Z-score above 3.9

[jamos7]

Hello,

I'm new and trying to learn all things probability and have stumbled upon a 'Normal Distribution' question that asks -

Find the probability that an item with a Mean = 4cm, and Standard Deviation of = 0.3cm is going to fit into a space that requires items to be a size inbetween 4cm and 6cm.

I've worked out so far that -

4 - 4 / .3 = 0

and

6 - 4 / .3 = 6.666666666666667

But to my knowledge Z-Scores only tend to go up to plus or minus 3.9. Therefore how does the 6.67 fit into everything?

An online calculator says that the probability would equal 0.50 (50%) to fit into the space but I can't work out how that comes about unless you use the '4 - 4 / .3 = 0' equation which equals 0.50 on he Z-Score table.

Do you void the 6.67 value as it doens't register on the Z-Score table?

Any information wouild be usefuil andmuch appreciated as I can't seem to find anything putting me in the right direction.

* Also attached an image of the online calculators answer (if correct)

 

[ksdhart2]

The first thing I note is that your equations are missing some very important grouping symbols:

\(\displaystyle 4 - 4 / 0.3 = 4 - \frac{4}{0.3} = -\frac{28}{3} \neq 0\)

\(\displaystyle {\color{red}\textbf{(}} 4 - 4 / 0.3 {\color{red}\textbf{)}} = \frac{4 - 4}{0.3} = 0\)

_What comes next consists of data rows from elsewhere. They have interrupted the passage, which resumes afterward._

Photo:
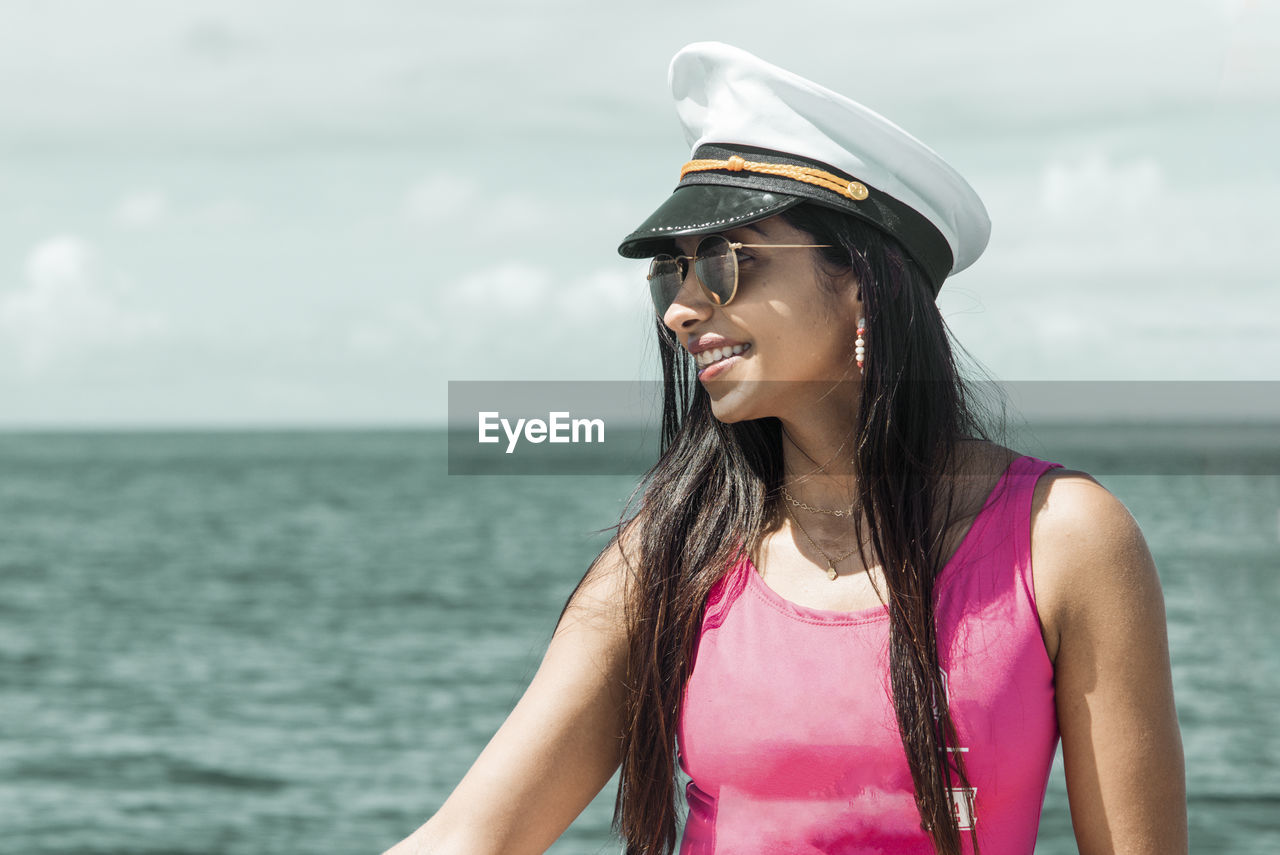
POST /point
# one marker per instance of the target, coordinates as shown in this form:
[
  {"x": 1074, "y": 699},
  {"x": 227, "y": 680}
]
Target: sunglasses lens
[
  {"x": 663, "y": 282},
  {"x": 717, "y": 268}
]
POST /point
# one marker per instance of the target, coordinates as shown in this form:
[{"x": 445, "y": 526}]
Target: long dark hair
[{"x": 713, "y": 493}]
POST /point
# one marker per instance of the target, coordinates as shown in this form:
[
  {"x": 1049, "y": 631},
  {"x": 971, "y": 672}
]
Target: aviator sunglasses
[{"x": 714, "y": 263}]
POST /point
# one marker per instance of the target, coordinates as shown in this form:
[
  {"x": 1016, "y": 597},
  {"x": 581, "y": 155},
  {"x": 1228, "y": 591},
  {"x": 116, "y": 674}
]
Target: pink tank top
[{"x": 787, "y": 731}]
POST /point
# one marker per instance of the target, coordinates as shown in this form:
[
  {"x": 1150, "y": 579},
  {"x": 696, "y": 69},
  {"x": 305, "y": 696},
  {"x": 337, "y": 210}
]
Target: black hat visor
[{"x": 702, "y": 209}]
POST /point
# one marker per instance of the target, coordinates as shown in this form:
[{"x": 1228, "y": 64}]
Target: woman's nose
[{"x": 690, "y": 305}]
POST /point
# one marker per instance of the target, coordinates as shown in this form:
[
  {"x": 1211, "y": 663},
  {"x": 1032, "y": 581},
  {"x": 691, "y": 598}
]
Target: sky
[{"x": 241, "y": 214}]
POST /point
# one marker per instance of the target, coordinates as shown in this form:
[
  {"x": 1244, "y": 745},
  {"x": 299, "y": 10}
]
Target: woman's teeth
[{"x": 718, "y": 353}]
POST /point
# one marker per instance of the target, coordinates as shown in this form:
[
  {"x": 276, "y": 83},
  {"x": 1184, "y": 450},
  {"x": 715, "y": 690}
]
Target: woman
[{"x": 855, "y": 622}]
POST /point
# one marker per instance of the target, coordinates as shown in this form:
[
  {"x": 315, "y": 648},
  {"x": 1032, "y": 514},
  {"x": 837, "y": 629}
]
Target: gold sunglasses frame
[{"x": 732, "y": 248}]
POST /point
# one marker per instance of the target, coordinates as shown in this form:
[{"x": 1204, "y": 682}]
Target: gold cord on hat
[{"x": 853, "y": 190}]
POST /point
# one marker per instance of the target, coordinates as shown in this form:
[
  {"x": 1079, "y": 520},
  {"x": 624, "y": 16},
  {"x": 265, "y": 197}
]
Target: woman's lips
[{"x": 727, "y": 357}]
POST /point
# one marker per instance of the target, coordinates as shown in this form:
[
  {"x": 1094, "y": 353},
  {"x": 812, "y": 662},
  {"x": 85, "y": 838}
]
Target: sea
[{"x": 298, "y": 641}]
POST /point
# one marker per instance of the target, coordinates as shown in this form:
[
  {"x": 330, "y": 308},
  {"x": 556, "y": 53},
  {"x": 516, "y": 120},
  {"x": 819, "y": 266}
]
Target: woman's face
[{"x": 796, "y": 335}]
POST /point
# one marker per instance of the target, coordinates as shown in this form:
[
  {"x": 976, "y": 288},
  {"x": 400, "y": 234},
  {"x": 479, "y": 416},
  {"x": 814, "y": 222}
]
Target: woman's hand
[
  {"x": 560, "y": 745},
  {"x": 1104, "y": 620}
]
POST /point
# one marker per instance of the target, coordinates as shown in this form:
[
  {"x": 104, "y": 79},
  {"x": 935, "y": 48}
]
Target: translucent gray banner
[{"x": 1123, "y": 426}]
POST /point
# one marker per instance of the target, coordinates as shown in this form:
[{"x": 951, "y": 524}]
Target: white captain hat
[{"x": 766, "y": 140}]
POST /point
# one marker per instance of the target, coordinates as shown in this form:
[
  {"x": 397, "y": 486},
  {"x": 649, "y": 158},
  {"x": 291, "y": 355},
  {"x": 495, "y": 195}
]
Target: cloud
[
  {"x": 141, "y": 209},
  {"x": 438, "y": 199},
  {"x": 67, "y": 311},
  {"x": 1075, "y": 188},
  {"x": 529, "y": 291}
]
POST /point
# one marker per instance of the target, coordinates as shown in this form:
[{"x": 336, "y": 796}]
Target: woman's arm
[
  {"x": 1104, "y": 618},
  {"x": 560, "y": 745}
]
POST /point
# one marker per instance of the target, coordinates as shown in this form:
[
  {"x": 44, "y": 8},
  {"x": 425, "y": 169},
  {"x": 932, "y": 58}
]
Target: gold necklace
[
  {"x": 831, "y": 562},
  {"x": 801, "y": 504}
]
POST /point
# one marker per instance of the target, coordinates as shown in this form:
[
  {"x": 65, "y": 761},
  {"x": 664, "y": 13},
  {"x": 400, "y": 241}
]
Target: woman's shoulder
[{"x": 1089, "y": 559}]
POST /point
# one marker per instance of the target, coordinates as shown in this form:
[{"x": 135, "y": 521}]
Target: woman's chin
[{"x": 734, "y": 405}]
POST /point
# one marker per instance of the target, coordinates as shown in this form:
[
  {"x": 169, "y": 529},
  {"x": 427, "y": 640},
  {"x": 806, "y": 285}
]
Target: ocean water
[{"x": 300, "y": 641}]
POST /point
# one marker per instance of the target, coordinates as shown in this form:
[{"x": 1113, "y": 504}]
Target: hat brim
[{"x": 702, "y": 209}]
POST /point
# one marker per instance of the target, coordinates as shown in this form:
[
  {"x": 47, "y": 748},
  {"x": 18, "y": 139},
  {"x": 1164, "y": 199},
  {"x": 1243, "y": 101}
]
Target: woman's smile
[{"x": 720, "y": 359}]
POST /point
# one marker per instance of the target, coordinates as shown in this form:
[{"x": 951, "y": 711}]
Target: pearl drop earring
[{"x": 859, "y": 346}]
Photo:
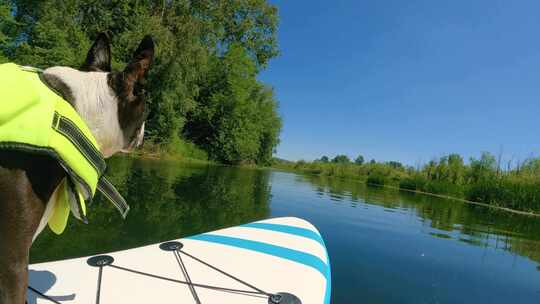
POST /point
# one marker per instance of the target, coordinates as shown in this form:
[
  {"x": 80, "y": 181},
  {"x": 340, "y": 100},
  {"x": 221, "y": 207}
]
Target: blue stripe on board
[
  {"x": 278, "y": 251},
  {"x": 310, "y": 234}
]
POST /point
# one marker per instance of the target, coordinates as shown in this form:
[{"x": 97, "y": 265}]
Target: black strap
[
  {"x": 69, "y": 130},
  {"x": 107, "y": 189}
]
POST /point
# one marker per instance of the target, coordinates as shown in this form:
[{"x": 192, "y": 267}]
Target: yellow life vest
[{"x": 34, "y": 119}]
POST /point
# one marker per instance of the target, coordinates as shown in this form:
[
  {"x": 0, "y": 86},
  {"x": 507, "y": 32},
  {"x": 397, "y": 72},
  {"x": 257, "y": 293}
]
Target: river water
[{"x": 385, "y": 246}]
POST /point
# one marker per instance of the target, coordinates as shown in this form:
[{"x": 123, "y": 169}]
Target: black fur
[
  {"x": 27, "y": 181},
  {"x": 99, "y": 56}
]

That aside, it's absolutely not true that "z-Scores only [...] go up to plus or minus 3.9." Most Z-tables cap out at these values, but there's nothing stopping a data point from having a z-score of \(6.\overline{6}\) or 15 or even 500. The reason that nearly every z-table stops at \(\pm 4\) is because the chance of a data point falling in that range is so miniscule as to be ignoreable for most purposes. However, some fields of the sciences do require such accuracy, and it is possible to calculate probabilities involving high z-scores.

For this problem, you've correctly found that a measurement of 6 cm is \(6.\overline{6}\) standard deviations above the mean. And as we just established, such scores are so exceedingly rare that you can reduce the question being asked to one of "What is the chance that the measurement is above the mean?", to which the answer is obviously 50%. The true probability can be found by evaluating an integral:

\(\displaystyle \int\limits_{4}^{6} \frac{1}{\sqrt{0.18\pi}} e^{-\frac{(z-4)^2}{0.18}} \: dz = \frac{1}{2} \biggr( erf(4.71404) - erf(0) \biggr) \approx 0.4999999999869155\)

As you can see, while this answer is not technically exactly 0.5, it's so close as to not be worth quibbling over.